No, this is not the sequel of Little House on the Prairie, but rather the continuation of our articles related to the buzz words wandering in the world of Data…

So now that the implementation of Datalakes has been completed – or is in progress, or even starting… – what will succeed this concept and make it evolve???  Note that I talked about evolution, which is not necessarily an improvement, because like any new concept, you need to know if you really need it, or if it is at least applicable in your context.

So here comes… No, not the sun, nor the rain again… But the DataLakeHouse (or DatalekeHouse or Datalakehouse or Data Lake House… as the name isn’t really well defined or normalized as for other concepts with little maturity).

So, you will tell me… “What? I’ve barely finished setting up my Datalake, I’m just starting to plug in my Datahub over it (see our previous article) and I have to throw everything away to now implement this Datalakehouse, even though the previous initiatives didn’t really add some value for business people for now???”

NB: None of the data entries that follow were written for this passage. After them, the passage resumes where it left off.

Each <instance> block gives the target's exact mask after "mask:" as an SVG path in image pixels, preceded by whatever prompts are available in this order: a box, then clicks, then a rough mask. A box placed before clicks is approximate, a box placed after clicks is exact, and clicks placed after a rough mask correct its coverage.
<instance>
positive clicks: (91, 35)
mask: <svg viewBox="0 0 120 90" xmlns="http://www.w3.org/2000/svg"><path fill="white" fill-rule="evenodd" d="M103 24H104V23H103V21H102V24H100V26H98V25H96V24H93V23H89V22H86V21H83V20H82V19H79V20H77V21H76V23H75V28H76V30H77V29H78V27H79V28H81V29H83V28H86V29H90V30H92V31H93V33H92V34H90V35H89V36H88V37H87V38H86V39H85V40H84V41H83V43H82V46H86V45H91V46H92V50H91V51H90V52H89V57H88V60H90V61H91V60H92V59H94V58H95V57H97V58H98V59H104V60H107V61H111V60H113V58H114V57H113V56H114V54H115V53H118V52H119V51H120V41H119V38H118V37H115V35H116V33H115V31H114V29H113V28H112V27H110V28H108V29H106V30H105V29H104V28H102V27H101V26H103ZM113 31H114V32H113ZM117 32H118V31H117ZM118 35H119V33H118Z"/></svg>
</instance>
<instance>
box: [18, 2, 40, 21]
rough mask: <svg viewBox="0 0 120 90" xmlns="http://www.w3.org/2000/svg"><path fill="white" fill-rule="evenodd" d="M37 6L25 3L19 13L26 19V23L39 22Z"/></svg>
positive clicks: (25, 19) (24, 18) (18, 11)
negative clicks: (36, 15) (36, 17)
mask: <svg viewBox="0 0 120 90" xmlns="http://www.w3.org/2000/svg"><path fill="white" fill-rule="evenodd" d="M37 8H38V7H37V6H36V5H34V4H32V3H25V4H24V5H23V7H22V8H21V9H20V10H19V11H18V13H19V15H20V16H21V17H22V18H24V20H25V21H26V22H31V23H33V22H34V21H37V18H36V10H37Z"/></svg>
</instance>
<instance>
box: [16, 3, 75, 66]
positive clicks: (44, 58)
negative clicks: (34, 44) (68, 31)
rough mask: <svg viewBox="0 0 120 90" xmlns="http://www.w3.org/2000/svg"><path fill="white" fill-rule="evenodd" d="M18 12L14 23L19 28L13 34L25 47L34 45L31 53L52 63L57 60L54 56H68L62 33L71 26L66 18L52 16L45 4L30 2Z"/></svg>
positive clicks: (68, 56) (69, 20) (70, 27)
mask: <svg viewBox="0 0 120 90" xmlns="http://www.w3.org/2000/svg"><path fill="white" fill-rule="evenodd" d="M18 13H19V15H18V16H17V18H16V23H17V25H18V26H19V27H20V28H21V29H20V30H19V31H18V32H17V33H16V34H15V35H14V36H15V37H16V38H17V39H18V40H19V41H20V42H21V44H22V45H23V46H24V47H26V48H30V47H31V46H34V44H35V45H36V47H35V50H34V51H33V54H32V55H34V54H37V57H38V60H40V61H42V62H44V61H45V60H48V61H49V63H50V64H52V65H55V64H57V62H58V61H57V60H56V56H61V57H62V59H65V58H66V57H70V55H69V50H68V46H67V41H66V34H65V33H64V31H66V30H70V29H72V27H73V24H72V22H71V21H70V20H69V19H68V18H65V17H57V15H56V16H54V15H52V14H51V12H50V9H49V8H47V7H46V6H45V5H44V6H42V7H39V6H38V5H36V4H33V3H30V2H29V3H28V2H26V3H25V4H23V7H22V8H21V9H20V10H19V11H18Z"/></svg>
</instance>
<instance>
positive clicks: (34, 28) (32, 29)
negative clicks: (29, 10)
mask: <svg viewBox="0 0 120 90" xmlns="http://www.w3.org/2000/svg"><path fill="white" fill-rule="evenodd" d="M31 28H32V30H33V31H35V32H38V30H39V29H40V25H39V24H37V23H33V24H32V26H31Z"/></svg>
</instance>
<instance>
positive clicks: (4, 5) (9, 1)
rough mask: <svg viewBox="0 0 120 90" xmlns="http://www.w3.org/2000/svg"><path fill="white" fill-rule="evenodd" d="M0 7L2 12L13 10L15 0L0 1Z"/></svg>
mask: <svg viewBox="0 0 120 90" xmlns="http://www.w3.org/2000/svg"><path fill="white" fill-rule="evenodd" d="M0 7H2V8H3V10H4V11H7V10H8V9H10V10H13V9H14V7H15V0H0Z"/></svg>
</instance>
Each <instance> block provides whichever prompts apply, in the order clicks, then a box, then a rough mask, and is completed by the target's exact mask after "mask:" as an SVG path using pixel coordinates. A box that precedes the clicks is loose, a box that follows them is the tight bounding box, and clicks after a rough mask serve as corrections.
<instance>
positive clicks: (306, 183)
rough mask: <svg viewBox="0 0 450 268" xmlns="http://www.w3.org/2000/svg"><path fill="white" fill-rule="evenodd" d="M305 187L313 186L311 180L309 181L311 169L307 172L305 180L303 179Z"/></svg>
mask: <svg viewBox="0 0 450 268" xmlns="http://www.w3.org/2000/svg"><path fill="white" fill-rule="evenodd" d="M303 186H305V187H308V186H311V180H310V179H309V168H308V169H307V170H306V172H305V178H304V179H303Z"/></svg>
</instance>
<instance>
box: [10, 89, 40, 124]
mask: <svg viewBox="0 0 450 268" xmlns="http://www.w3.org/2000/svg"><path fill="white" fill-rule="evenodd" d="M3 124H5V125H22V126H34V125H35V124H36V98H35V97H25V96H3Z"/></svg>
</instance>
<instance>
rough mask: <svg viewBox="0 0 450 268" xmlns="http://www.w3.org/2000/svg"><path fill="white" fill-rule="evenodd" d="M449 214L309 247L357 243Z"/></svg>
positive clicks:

Once again, let us try to demystify this concept.

First, let us refocus the topic, on what should be expected of a “Datalakehouse” and, from an architectural point of view, make a list of the different features and the related applicative components.

In some common and shared manners, some notions will be found such as:

  • data persistence (for sure a very revolutionary feature…)
  • data traceability or even auditability (oh, swearword…)
  • ACIDity of transactions (we get to something less obvious…)
  • deserve all kind of data-related business need: operational reporting, analytical reporting, protoyping, Machine Learning, Data Stewardship and Reference / Master Data systems (well it has to be magic, isn’t it?)
  • provide access to any kind of data

 

Well…

Does it remind you something??? Yes, we stick more or less to applicative blocks and functions of a Datawarehouse (ideally an Enterprise one, of course), whether it sits on a Datalake or not…

Once the functionalities have been identified, it is only a question of a technological transfer of DWH/analytical stack as close as possible to “Big Data” technologies and their progress and maturity, depending on the chosen solutions.

It is therefore obvious that our very familiar DWH will emerge from the DLH (yes, you might get used to this new acronym!) like an old chestnut…

We finally get to the same paradigm raised with the Datahub / Datalake i.e., a transition of applicative notions, which are clearly not new, onto a Big Data technical stack that is getting more and more mature and closer to the common industrial requirements, a technical architecture that is more open, less proprietary (well, depending on the distro…) and fully scalable (including the cost projection).

As a conclusion, the necessary skills and the related methodologies shouldn’t undergo any revolution because of a simple change in tools (except the mastery of these new tools, as for any technical solution) …

Yes, it will still be necessary to build a real DWH (whether it’s included in the Datalake layer of a hybrid Big Data architecture or not…). And therefore, to come back to robust and durable Enterprise modeling (such as Data Vault, which is by the way mentioned on https://datalakehouse.org/) for those who would like to invest in this not so new type of solution.

It is not uncommon nowadays to observe that the news includes a part of warmed-over stuff, existing concepts that can be presented as “new” or an assembly of existing solutions as a brand new architecture. We are finally coming back to fundamental and core concepts like Enterprise Datawarehousing and the best way to implement them (see our articles about this topic).